Browser Automation¶
Kreuzcrawl includes a headless Chrome/Chromium integration for rendering JavaScript-heavy pages.
The browser subsystem is feature-gated behind browser and uses the Chrome DevTools Protocol (CDP)
via the chromiumoxide crate.
Browser modes¶
The BrowserMode enum controls when the headless browser is used instead of a plain HTTP fetch.
| Mode | Behaviour |
|---|---|
Auto (default) |
Kreuzcrawl first tries an HTTP fetch. If the response looks like it needs JS rendering (e.g. WAF challenge page), it automatically falls back to the browser. |
Always |
Every request goes through the headless browser. Useful for single-page applications or sites that rely entirely on client-side rendering. |
Never |
The browser is never launched. Only plain HTTP fetches are performed. |
Set the mode in CrawlConfig:
use kreuzcrawl::{CrawlConfig, BrowserMode};
let config = CrawlConfig {
browser: kreuzcrawl::BrowserConfig {
mode: BrowserMode::Always,
..Default::default()
},
..Default::default()
};
Browser pooling¶
A single Chrome instance is kept alive across requests; tabs are handed out lazily, the pool auto-recovers if Chrome crashes, and concurrent tabs are bounded by CrawlConfig::max_concurrent. No additional configuration is required.
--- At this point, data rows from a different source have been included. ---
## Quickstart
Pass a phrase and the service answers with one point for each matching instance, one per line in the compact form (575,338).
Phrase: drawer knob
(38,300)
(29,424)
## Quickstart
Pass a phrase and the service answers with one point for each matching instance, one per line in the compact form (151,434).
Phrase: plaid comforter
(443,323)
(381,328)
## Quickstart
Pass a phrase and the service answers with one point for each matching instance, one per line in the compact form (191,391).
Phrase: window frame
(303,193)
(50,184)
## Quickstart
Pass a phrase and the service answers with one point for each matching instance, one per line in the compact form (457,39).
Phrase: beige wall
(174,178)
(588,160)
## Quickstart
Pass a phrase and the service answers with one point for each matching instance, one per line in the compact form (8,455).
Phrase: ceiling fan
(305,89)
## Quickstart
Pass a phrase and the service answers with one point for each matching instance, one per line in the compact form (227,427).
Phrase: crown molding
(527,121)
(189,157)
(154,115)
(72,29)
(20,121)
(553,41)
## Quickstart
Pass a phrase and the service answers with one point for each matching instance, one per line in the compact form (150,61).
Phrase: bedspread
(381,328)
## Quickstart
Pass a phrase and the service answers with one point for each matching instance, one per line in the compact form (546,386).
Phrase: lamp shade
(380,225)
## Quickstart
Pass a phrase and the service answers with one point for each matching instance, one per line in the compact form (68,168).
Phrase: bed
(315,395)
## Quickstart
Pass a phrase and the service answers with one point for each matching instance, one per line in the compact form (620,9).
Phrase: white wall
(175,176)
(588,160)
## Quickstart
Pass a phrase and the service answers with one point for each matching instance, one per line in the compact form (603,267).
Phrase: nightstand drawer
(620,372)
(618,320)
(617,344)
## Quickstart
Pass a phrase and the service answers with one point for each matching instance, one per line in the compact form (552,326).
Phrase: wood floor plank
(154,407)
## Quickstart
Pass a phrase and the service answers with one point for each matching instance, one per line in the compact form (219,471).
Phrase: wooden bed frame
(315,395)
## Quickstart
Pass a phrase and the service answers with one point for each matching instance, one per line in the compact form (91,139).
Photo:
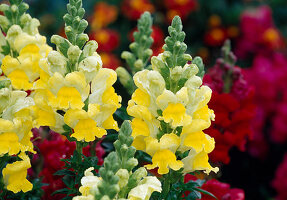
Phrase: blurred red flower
(107,39)
(103,15)
(222,191)
(280,180)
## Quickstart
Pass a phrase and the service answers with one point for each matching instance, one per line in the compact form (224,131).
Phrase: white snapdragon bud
(58,62)
(90,66)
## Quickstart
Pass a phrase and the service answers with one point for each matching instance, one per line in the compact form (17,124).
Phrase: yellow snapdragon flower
(167,120)
(146,186)
(23,70)
(103,102)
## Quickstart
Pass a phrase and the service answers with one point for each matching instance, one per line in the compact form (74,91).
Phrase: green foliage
(73,172)
(12,14)
(228,60)
(140,49)
(34,194)
(174,45)
(175,188)
(5,83)
(109,184)
(75,25)
(137,59)
(124,149)
(76,47)
(199,63)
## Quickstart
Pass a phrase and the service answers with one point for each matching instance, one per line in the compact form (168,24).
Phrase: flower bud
(74,53)
(90,66)
(124,76)
(90,48)
(123,174)
(138,64)
(57,62)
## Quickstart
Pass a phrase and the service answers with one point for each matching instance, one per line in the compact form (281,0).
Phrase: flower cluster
(170,110)
(270,100)
(74,84)
(181,8)
(218,189)
(259,33)
(133,9)
(108,39)
(52,148)
(117,180)
(232,102)
(269,67)
(21,49)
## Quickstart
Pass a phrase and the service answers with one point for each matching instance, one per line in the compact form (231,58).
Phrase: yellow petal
(164,160)
(9,143)
(175,113)
(86,129)
(141,98)
(139,127)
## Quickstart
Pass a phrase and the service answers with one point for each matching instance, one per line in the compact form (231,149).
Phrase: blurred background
(251,115)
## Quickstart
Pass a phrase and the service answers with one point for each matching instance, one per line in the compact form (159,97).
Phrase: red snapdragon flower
(107,39)
(232,102)
(280,180)
(222,191)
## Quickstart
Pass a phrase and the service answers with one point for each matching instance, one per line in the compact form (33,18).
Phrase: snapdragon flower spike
(20,29)
(13,14)
(15,134)
(117,179)
(22,47)
(170,110)
(140,54)
(74,84)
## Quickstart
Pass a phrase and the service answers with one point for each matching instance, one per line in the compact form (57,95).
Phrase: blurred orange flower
(107,39)
(104,14)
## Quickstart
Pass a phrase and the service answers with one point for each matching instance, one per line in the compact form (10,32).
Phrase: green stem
(93,146)
(79,147)
(166,186)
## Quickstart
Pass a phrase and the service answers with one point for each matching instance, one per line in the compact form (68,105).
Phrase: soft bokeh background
(258,32)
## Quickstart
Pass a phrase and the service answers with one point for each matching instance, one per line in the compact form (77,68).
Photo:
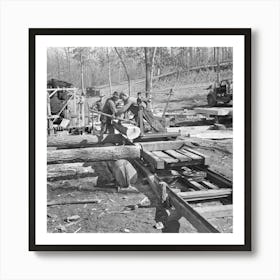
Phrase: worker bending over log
(133,105)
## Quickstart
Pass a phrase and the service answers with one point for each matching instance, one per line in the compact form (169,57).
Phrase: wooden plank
(162,145)
(69,171)
(129,130)
(196,185)
(199,222)
(177,155)
(154,161)
(81,141)
(92,154)
(216,211)
(165,157)
(197,153)
(207,194)
(219,180)
(215,111)
(209,185)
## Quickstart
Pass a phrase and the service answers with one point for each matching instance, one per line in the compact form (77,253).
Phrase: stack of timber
(191,198)
(164,154)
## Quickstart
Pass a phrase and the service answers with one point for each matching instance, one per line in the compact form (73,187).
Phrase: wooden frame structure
(77,102)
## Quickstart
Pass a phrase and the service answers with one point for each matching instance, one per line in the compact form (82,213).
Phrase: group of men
(112,107)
Connecting to an external browser¶
Point the engine at an already-running Chrome via its CDP WebSocket endpoint instead of launching one locally:
use kreuzcrawl::{BrowserConfig, CrawlConfig};
let config = CrawlConfig {
browser: BrowserConfig {
endpoint: Some("ws://127.0.0.1:9222/devtools/browser/...".into()),
..Default::default()
},
..Default::default()
};
This is the recommended pattern when running Chrome in a sidecar container or a remote debugging session.
Browser profiles¶
Persistent browser profiles retain cookies, localStorage, and other browser state across crawl sessions. Configure them through CrawlConfig::browser_profile (named profile to attach) and CrawlConfig::save_browser_profile (persist changes on exit):
use kreuzcrawl::CrawlConfig;
let config = CrawlConfig {
browser_profile: Some("my-session".into()),
save_browser_profile: true,
..Default::default()
};
Profile names are validated against path-traversal — only ASCII alphanumerics, hyphens, underscores, and dots are allowed (max 255 characters). Profiles are stored under <data_dir>/kreuzcrawl/profiles/<name> and, on Unix, are created with mode 0o700.
WAF detection¶
Kreuzcrawl detects when a response is blocked by a Web Application Firewall and returns a
CrawlError::WafBlocked error with the identified vendor. Detection runs on both HTTP
responses and browser-rendered pages.
Detected vendors:
| Vendor | Detection signal |
|---|---|
| Cloudflare | Server: cloudflare, cf-browser-verification, cf-chl- body markers |
| Akamai | Server: AkamaiGHost |
| Imperva (Incapsula) | incapsula, _incap_ses_ body markers |
| DataDome | datadome body marker, x-datadome header |
| PerimeterX | perimeterx, px-captcha body markers, x-px-* headers |
| Sucuri | sucuri body marker, x-sucuri-id header |
| F5 BIG-IP | Server: big-ip |
| AWS WAF | awselb, x-amzn-waf body markers, x-amzn-waf-action header |
In Auto browser mode, a WAF challenge triggers an automatic browser fallback so that
JavaScript challenges can be solved client-side.
Wait strategies¶
After the browser navigates to a URL, it needs to wait for the page to finish rendering.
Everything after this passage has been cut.